When Enola Gay pilot Paul Tibbets died November 1, the New York Times repeated Tibbets's contention that "It would have been morally wrong if we'd have had [the atomic bomb] and not used it and let a million more people die." That virtually no reputable historian would put the casualty figure for a US invasion of Japan anywhere near that high (leaving aside the question of whether an invasion would have been necessary) was not mentioned in the story.
One of my regular correspondents, the military historian D.M. Giangreco, wrote a definitive paper on the administration's casualty estimates, published as "'A Score of Bloody Okinawas and Iwo Jimas': President Truman and Casualty Estimates for the Invasion of Japan", in Pacific Historical Review, Feb 2003, and reprinted in Hiroshima in History: The Myths of Revisionism, ed. Robert J. Maddox, 2007, pp. 76-115. From his scrutiny of primary sources, he observed: "Truman's much-derided accounts of massive casualties projected for the two-phase invasion of Japan are richly supported by US Army, White House, Selective Service and War Department documents produced before the use of nuclear weapons against Japan and stretching back through the last nine months of the Roosevelt administration."
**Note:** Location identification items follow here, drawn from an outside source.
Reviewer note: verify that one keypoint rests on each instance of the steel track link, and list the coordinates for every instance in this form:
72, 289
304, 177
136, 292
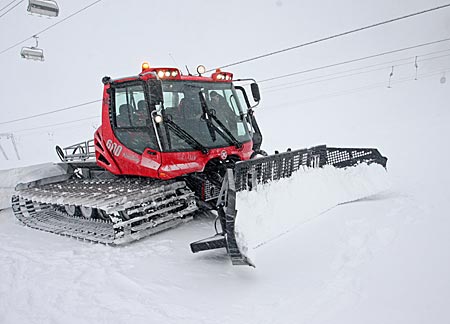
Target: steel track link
135, 207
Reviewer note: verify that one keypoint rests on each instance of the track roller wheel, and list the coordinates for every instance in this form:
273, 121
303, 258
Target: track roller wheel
88, 212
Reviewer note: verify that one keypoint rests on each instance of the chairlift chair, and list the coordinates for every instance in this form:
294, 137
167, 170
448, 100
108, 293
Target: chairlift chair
33, 52
43, 7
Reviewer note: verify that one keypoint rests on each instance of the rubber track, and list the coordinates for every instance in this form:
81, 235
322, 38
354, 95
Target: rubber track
136, 208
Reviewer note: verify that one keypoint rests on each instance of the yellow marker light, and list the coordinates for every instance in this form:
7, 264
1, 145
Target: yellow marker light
145, 66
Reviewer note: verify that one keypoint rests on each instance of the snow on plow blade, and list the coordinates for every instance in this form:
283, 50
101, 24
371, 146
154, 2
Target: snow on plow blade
336, 175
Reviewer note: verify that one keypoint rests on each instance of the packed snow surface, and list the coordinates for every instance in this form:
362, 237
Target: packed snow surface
385, 259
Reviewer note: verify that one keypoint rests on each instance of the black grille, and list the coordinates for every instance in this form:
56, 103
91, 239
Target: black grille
282, 165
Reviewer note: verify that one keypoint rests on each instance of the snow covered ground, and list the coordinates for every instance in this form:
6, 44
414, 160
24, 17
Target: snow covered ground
379, 260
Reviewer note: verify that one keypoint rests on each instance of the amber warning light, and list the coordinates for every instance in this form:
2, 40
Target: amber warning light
162, 73
222, 76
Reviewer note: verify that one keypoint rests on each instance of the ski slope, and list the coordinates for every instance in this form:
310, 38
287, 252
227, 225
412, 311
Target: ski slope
380, 260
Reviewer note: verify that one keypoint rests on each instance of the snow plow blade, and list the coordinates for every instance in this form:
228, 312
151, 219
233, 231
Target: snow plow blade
247, 175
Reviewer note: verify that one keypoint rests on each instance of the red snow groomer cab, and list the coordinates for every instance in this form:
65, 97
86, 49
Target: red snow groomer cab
162, 124
169, 145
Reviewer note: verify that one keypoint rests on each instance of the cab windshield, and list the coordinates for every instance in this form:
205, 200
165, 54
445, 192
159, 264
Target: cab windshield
208, 112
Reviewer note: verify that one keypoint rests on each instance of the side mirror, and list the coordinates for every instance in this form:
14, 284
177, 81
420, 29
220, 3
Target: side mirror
156, 93
255, 92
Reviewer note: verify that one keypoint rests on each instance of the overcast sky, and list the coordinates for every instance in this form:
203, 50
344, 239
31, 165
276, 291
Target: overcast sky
114, 37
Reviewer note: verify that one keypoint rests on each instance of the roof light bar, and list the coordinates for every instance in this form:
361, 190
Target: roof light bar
222, 76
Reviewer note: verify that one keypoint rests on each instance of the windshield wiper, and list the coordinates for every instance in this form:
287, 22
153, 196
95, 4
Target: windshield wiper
207, 115
188, 138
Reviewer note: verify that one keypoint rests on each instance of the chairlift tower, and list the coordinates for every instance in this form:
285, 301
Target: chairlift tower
9, 136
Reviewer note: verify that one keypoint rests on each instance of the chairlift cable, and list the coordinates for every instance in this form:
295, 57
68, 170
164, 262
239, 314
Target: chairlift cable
8, 5
333, 36
52, 125
51, 26
50, 112
319, 68
354, 60
328, 77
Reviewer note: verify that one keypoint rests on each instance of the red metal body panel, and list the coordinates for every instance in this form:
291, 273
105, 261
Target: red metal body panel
115, 157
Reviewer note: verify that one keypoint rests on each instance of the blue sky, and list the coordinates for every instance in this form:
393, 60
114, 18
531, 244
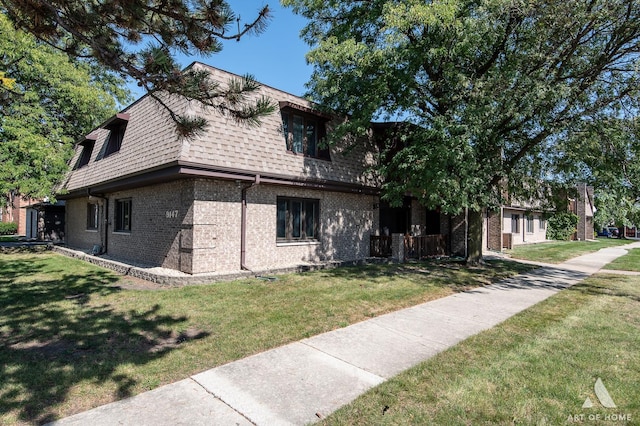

The American casualty figure was over 25,000 at Iwo Jima -- a piece of rock barely over 20 square kilometers. Out of the 21,000 Japanese soldiers who defended that island, less than 300 survived. On the basis of such heavy losses and fanatical Japanese resistance, it is reasonable to predict that American casualties would have approached the million mark upon, and leading to, the invasion of mainland Japan.